Saturday, June 13, 2009
Would You Trust This Arrogant Nerd's Financial Advice?
Sometimes we Americans can allow our financial better judgment to be suspended by clever marketing, polished wall street analysts, and the seductive power of CNBC, CNNf, etc. It was not enough to endure the dot.com bubble from 1995-2001. Oh no, Americans listened to the same pinheads tell them to stay fully invested for the long term, and to diversify their portfolios over a wide variety of stock classes.
Those who fell for this nonsense are now paying the price for their misplaced trust.
I removed the greater portion of my stock holdings in 2007 in reaction to the felling of market overvalue. My reaction was private as I did not want to subject myself to the jeers of my peers. I have been vindicated, no doubt, by the market drop of 2008-2009.
The myth of "diversifying" over a wide variety of stock classes is not diversification AT ALL. I fell for this scam back in the late 1990's but then noticed that all stocks (even international ones) were highly correlated in trend. No variety of stock classes would have saved anyone in the current downturn!

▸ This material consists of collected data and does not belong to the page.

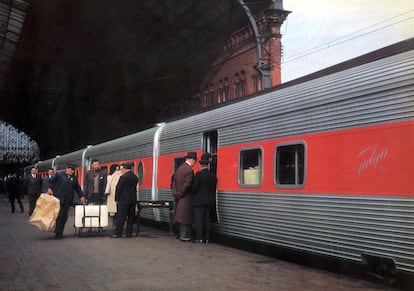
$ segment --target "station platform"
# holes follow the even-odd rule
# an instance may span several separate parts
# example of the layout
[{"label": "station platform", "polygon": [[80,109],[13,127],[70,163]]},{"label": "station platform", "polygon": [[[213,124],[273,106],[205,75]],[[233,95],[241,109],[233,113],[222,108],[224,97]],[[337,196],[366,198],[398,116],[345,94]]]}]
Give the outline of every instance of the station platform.
[{"label": "station platform", "polygon": [[142,227],[140,236],[78,237],[73,208],[65,238],[42,232],[0,195],[0,290],[396,290],[216,243],[181,242]]}]

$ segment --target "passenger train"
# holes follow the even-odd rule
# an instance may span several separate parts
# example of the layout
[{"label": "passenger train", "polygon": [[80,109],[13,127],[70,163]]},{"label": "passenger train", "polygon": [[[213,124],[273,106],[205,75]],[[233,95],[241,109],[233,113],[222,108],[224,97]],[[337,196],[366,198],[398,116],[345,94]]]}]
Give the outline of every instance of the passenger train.
[{"label": "passenger train", "polygon": [[132,162],[138,199],[173,200],[187,151],[212,154],[215,234],[414,274],[414,39],[36,167]]}]

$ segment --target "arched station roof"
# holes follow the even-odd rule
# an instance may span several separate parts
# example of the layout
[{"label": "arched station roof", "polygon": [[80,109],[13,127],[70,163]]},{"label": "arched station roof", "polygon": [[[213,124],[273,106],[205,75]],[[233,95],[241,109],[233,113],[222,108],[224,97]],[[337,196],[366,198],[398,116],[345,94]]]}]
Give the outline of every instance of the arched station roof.
[{"label": "arched station roof", "polygon": [[[88,135],[99,120],[108,128],[108,116],[121,111],[116,133],[139,130],[155,121],[151,103],[190,95],[182,91],[187,81],[202,78],[192,71],[195,57],[208,63],[215,47],[248,26],[245,8],[254,17],[282,6],[281,0],[0,0],[0,120],[27,132],[47,156],[113,138],[109,130]],[[68,134],[51,139],[47,123]],[[81,124],[90,127],[79,131]]]}]

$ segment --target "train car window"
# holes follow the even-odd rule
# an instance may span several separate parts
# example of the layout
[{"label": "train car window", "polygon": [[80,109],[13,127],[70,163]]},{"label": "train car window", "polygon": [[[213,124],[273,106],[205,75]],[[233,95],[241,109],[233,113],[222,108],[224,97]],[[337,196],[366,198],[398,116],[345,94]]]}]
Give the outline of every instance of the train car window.
[{"label": "train car window", "polygon": [[239,183],[244,186],[258,186],[262,180],[262,150],[240,151]]},{"label": "train car window", "polygon": [[174,158],[173,173],[171,175],[170,189],[172,189],[172,183],[173,183],[173,180],[174,180],[175,171],[184,163],[185,163],[185,157]]},{"label": "train car window", "polygon": [[102,173],[102,175],[107,176],[108,175],[108,166],[102,166],[101,167],[101,173]]},{"label": "train car window", "polygon": [[305,145],[288,144],[276,147],[276,185],[302,186],[305,178]]},{"label": "train car window", "polygon": [[138,184],[141,185],[142,179],[144,178],[144,164],[139,162],[138,164]]},{"label": "train car window", "polygon": [[185,157],[178,157],[178,158],[174,158],[174,173],[175,170],[178,169],[178,167],[180,167],[182,164],[184,164],[185,162]]}]

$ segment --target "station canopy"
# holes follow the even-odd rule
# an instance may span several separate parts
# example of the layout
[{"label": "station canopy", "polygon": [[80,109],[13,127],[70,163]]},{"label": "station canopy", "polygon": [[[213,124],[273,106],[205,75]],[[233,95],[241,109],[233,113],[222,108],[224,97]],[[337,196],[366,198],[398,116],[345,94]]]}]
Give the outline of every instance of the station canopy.
[{"label": "station canopy", "polygon": [[[0,0],[0,120],[46,156],[146,128],[163,104],[192,98],[217,50],[272,8],[282,1]],[[81,120],[108,130],[79,131]]]},{"label": "station canopy", "polygon": [[0,87],[15,55],[28,6],[28,0],[0,0]]},{"label": "station canopy", "polygon": [[[282,4],[276,0],[134,0],[122,5],[130,6],[130,13],[116,21],[125,22],[126,24],[121,27],[129,31],[120,30],[119,37],[128,38],[133,31],[134,37],[140,38],[140,44],[134,42],[133,49],[135,54],[139,52],[140,59],[143,60],[142,65],[148,73],[171,63],[185,62],[188,56],[222,43],[229,34],[249,24],[245,7],[255,15],[266,8]],[[112,22],[105,17],[110,14],[114,17],[119,16],[116,10],[122,5],[118,1],[96,0],[0,0],[0,86],[15,56],[26,14],[44,11],[44,14],[37,17],[53,18],[52,14],[56,9],[71,11],[67,12],[68,14],[82,13],[84,18],[90,17],[93,20],[99,19],[99,15],[94,14],[102,15],[102,11],[106,10],[111,12],[102,15],[103,23],[90,25],[110,30],[104,22]],[[81,10],[84,12],[79,12]],[[73,19],[67,19],[71,20]],[[30,33],[30,29],[27,31]],[[116,37],[108,39],[111,40],[117,41]],[[118,51],[114,50],[115,59],[116,53]]]}]

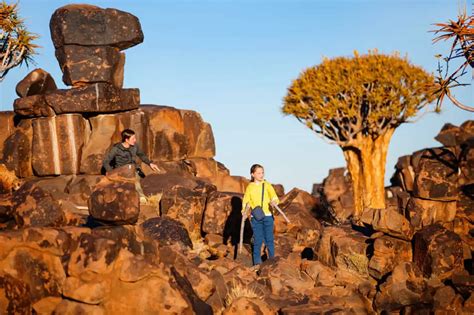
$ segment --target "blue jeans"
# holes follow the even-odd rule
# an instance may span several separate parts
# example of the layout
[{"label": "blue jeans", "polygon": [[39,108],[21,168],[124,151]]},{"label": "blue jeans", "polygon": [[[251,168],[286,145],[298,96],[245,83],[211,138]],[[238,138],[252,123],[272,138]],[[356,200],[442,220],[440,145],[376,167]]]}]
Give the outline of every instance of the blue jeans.
[{"label": "blue jeans", "polygon": [[273,244],[273,216],[265,216],[262,221],[257,221],[252,218],[253,230],[253,264],[261,264],[262,257],[260,256],[263,241],[268,249],[268,258],[275,257],[275,245]]}]

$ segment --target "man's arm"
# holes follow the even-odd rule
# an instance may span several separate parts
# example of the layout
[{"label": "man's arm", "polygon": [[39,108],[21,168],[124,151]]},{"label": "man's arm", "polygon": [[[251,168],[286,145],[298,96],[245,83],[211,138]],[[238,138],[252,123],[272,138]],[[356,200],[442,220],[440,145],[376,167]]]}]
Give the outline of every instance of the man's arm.
[{"label": "man's arm", "polygon": [[112,166],[110,166],[110,162],[115,158],[115,155],[117,154],[117,149],[115,147],[112,147],[112,149],[107,152],[107,154],[104,157],[104,161],[102,162],[102,166],[105,168],[107,172],[110,172],[112,170]]},{"label": "man's arm", "polygon": [[146,154],[140,149],[138,144],[136,144],[135,146],[137,147],[137,156],[140,158],[140,160],[142,160],[145,164],[150,165],[151,161],[148,156],[146,156]]}]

My point of this piece is to urge you to spread your assets between US dollars in a reputable US credit union (not a bank); a Euro cash account in a country like Switzerland, Germany, or France; the US stock market (10 to 25 percent according to your time horizen); a municipal bond fund; and precious metals like gold and silver (via ETFs like GLD or SLV). This is the diversification.
I do believe we all should be dollar cost averaging into the US stock market at the present time, but we should be doing it moderately and with the intention to continue over the next several years.
US stocks will correct again and again. When the doom and gloom are heavy on CNBC, that is the time to take chunks of your wealth and bottom feed an S&P 500 or Wilshire 4500 fund. This is called contrarian investing and you will reap great rewards if you can purchase cheap shares when the pessimism is high.
Resist the nerds who want to be fully invested at all times so their fees can still be generated from your holdings. They are out for their interests, not yours. You've been warned.